Connectly does not publish a public customer list, and the case studies it does release come with the usual caveats - cherry-picked, retailer-friendly, marketing-team-approved. Still, even discounted, the numbers are interesting. Customers have reported campaign ROI of up to 30x. One unnamed retailer doubled its conversion rate inside Sofia. Connectly itself reportedly doubled revenue and headcount in the year following Sofia's launch. The Series B announcement put valuation at roughly $100 million and total funds raised at just under $40 million - modest by Silicon Valley standards, but unusually capital-efficient for an AI company in 2024.
The investor list is its own quiet argument. Unusual Ventures, Volpe Capital, RX Ventures and Falabella Ventures - the venture arm of the Latin American retail giant - all returned for the Series B. Alibaba led it. That last name is the headline. American AI startups rarely take strategic money from Alibaba; it implies a worldview in which conversational commerce is not a US niche but a global default, and in which Connectly is positioned to ride both the WhatsApp tide and the broader shift in how Asian and Latin American consumers shop.
Read the company's About page and the wording is almost suspiciously plain. Connectly wants businesses to build meaningful, personalized two-way relationships with their customers on the channels customers already use. That is a sentence that could, with very minor edits, sit at the bottom of a thousand SaaS landing pages. The difference is that Connectly seems to mean it in a particular way: relationships, not blasts; replies, not broadcasts; revenue earned in a thread, not in a banner.
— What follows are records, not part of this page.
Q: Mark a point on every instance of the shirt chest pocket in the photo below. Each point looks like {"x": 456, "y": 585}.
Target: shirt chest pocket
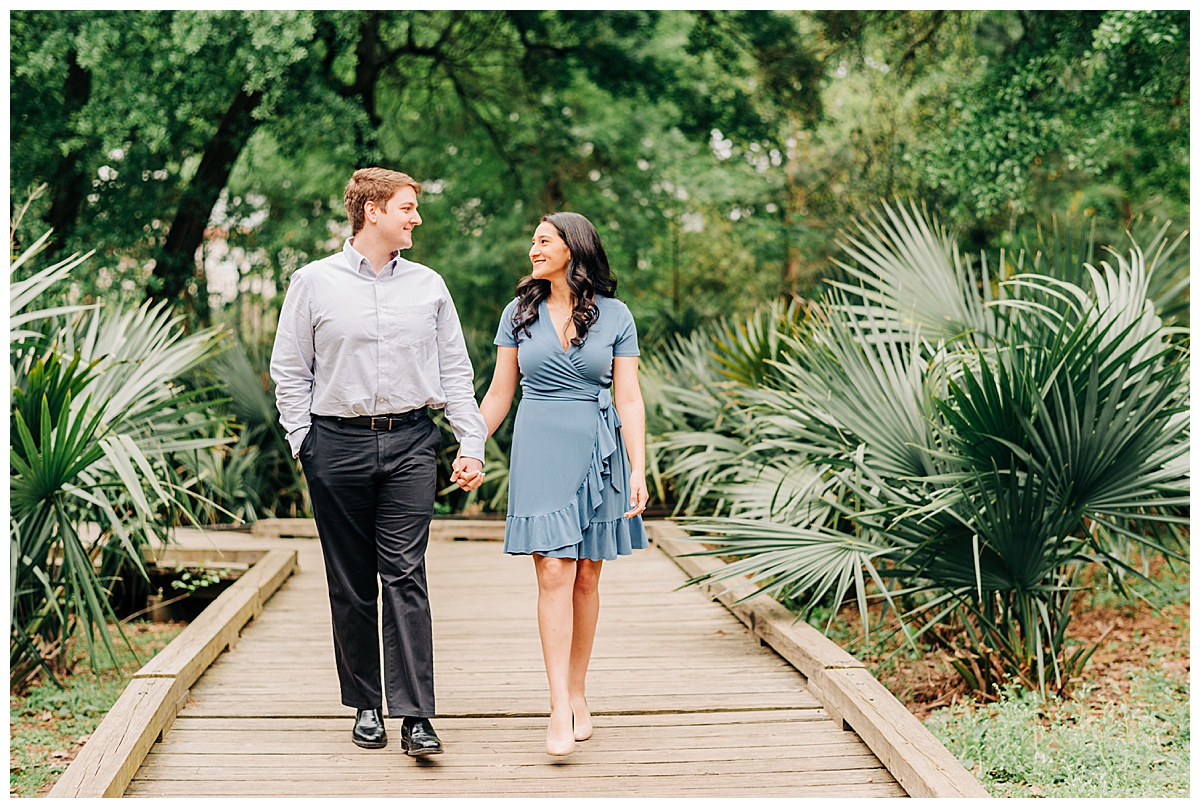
{"x": 413, "y": 325}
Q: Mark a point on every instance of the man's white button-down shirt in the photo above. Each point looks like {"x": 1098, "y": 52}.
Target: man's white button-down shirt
{"x": 352, "y": 342}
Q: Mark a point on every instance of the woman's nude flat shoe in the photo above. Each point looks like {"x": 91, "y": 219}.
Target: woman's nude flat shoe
{"x": 561, "y": 749}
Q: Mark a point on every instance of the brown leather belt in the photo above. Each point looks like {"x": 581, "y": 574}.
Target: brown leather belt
{"x": 379, "y": 423}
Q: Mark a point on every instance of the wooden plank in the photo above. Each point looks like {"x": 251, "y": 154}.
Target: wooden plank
{"x": 156, "y": 692}
{"x": 451, "y": 530}
{"x": 217, "y": 627}
{"x": 684, "y": 700}
{"x": 114, "y": 752}
{"x": 919, "y": 762}
{"x": 393, "y": 782}
{"x": 276, "y": 528}
{"x": 441, "y": 530}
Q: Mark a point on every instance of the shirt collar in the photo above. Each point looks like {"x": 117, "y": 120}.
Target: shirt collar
{"x": 358, "y": 262}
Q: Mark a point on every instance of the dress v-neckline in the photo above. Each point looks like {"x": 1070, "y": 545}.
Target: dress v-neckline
{"x": 553, "y": 328}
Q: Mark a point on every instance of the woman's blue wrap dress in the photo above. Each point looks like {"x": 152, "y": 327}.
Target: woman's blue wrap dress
{"x": 569, "y": 471}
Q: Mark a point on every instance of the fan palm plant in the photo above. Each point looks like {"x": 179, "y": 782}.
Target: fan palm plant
{"x": 961, "y": 446}
{"x": 95, "y": 417}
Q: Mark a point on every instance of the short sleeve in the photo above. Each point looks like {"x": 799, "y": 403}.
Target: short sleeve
{"x": 504, "y": 330}
{"x": 627, "y": 335}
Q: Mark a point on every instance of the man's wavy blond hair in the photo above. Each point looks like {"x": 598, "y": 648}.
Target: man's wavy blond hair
{"x": 377, "y": 185}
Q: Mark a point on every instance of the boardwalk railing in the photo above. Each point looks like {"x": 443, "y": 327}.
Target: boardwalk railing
{"x": 159, "y": 690}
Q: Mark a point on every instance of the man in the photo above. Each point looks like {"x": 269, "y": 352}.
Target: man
{"x": 367, "y": 342}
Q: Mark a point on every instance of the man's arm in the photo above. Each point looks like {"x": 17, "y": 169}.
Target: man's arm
{"x": 292, "y": 363}
{"x": 459, "y": 383}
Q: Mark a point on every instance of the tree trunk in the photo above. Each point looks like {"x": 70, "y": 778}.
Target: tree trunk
{"x": 70, "y": 183}
{"x": 793, "y": 205}
{"x": 175, "y": 265}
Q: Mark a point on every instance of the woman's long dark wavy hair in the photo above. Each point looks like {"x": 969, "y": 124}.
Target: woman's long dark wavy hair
{"x": 587, "y": 276}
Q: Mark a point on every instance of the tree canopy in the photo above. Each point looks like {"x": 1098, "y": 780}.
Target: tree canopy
{"x": 204, "y": 153}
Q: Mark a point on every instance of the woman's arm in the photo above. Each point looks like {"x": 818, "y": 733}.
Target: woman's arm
{"x": 628, "y": 400}
{"x": 495, "y": 407}
{"x": 498, "y": 400}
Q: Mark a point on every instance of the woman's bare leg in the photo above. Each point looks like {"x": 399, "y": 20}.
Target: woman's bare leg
{"x": 556, "y": 582}
{"x": 586, "y": 602}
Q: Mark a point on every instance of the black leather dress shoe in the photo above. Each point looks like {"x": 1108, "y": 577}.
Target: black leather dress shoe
{"x": 418, "y": 738}
{"x": 369, "y": 730}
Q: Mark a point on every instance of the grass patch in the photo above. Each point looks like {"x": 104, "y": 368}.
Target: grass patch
{"x": 1024, "y": 747}
{"x": 1123, "y": 731}
{"x": 48, "y": 726}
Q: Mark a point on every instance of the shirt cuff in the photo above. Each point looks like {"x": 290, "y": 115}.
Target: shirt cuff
{"x": 297, "y": 438}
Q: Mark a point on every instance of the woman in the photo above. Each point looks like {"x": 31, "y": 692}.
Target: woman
{"x": 574, "y": 496}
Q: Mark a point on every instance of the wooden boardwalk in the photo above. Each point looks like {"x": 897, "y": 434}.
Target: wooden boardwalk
{"x": 685, "y": 700}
The internal culture, by all available signals, matches. The company is small for its reach - about 58 people - and distributed across San Francisco and Latin America. The team ships fast, measures itself in customer revenue lift rather than feature count, and seems to enjoy the slightly unfashionable position of selling AI that does an old-fashioned thing: helps a customer find the right pair of jeans.
The bull case for Connectly is straightforward. Messaging volume keeps rising. WhatsApp keeps opening up its business APIs. Generative AI keeps getting better at the one thing Sofia needs to be good at: holding a coherent, helpful, on-brand conversation about a catalog. If you believe any two of those three things, you probably believe that some company will own conversational commerce the way Shopify owns small-business storefronts. Connectly has spent five years arguing that company should be them.
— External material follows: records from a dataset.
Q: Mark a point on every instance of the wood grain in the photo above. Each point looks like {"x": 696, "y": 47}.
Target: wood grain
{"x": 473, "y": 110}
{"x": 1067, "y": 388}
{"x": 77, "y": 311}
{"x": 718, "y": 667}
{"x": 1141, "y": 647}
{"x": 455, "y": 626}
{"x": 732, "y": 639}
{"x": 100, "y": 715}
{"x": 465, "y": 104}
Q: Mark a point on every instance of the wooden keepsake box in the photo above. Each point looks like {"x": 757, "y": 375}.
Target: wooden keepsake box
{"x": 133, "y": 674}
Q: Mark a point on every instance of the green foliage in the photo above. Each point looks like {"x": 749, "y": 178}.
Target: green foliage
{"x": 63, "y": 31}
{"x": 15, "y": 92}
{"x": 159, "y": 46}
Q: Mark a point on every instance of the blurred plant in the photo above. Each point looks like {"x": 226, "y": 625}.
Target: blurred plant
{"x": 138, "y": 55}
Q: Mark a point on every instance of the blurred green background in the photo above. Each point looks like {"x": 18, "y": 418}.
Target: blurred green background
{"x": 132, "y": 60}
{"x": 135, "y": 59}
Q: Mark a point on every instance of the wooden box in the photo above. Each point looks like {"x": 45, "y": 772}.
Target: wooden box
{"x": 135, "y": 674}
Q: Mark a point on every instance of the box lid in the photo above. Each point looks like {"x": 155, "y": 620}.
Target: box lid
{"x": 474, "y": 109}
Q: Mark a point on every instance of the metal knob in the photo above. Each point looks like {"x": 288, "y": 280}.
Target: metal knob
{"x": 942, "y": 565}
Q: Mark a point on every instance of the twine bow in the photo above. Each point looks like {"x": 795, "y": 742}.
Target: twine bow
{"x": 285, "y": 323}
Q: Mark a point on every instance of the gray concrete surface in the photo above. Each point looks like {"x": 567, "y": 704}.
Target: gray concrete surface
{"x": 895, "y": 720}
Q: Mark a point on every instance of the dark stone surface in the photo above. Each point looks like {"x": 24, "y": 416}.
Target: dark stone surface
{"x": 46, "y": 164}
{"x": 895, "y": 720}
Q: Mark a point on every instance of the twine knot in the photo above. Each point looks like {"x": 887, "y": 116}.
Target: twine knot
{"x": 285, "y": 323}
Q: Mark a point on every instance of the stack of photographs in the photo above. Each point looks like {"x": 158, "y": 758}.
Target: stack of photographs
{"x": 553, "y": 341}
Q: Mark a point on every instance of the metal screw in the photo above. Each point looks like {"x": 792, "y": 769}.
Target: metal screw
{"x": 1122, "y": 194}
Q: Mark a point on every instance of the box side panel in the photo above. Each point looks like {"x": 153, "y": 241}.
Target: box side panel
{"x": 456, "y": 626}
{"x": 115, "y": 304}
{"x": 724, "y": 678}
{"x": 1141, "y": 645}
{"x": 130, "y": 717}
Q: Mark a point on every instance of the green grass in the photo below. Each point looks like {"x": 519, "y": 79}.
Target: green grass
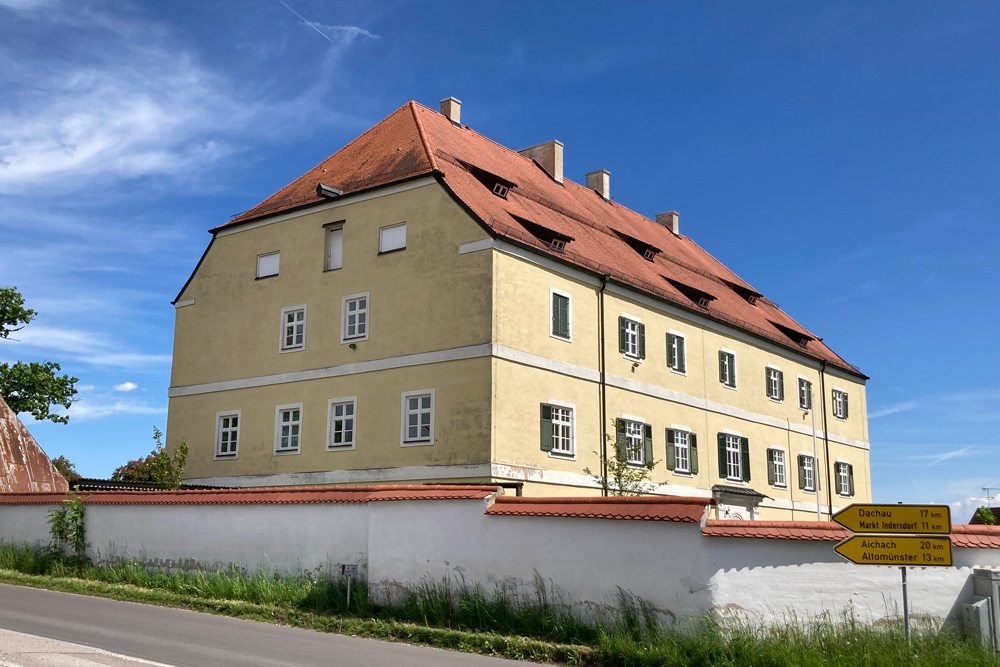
{"x": 525, "y": 622}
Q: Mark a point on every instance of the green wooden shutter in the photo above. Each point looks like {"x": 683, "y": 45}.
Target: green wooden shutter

The bear case is also straightforward. Meta itself could decide to build this in-house. A larger player - Salesforce, Klaviyo, Shopify - could buy a competitor and bundle. Regulators could change the cost of business messaging overnight. Conversational commerce, like most categories named in TechCrunch headlines, may take a decade longer than the optimists think.
Return, for a moment, to the fitting room. The woman buys the jeans. Three days later, a thread on her phone lights up again - a polite check-in, a styling tip, a question about whether she would like the matching jacket she nearly added to her cart. She replies. She buys. She does not, at any point, open the brand's website. She does not download an app. She does not, strictly speaking, know the name of the company on whose plumbing this whole exchange is running. Connectly likes it that way. The best infrastructure tends to disappear into the experience it powers.
A chat thread became a checkout lane. A friendly text became a sales channel. Three billion inboxes became, very quietly, a marketplace. There is a small, capital-efficient, Alibaba-backed company in San Francisco that has spent five years insisting this would happen. It has been a strange thing to watch them be right.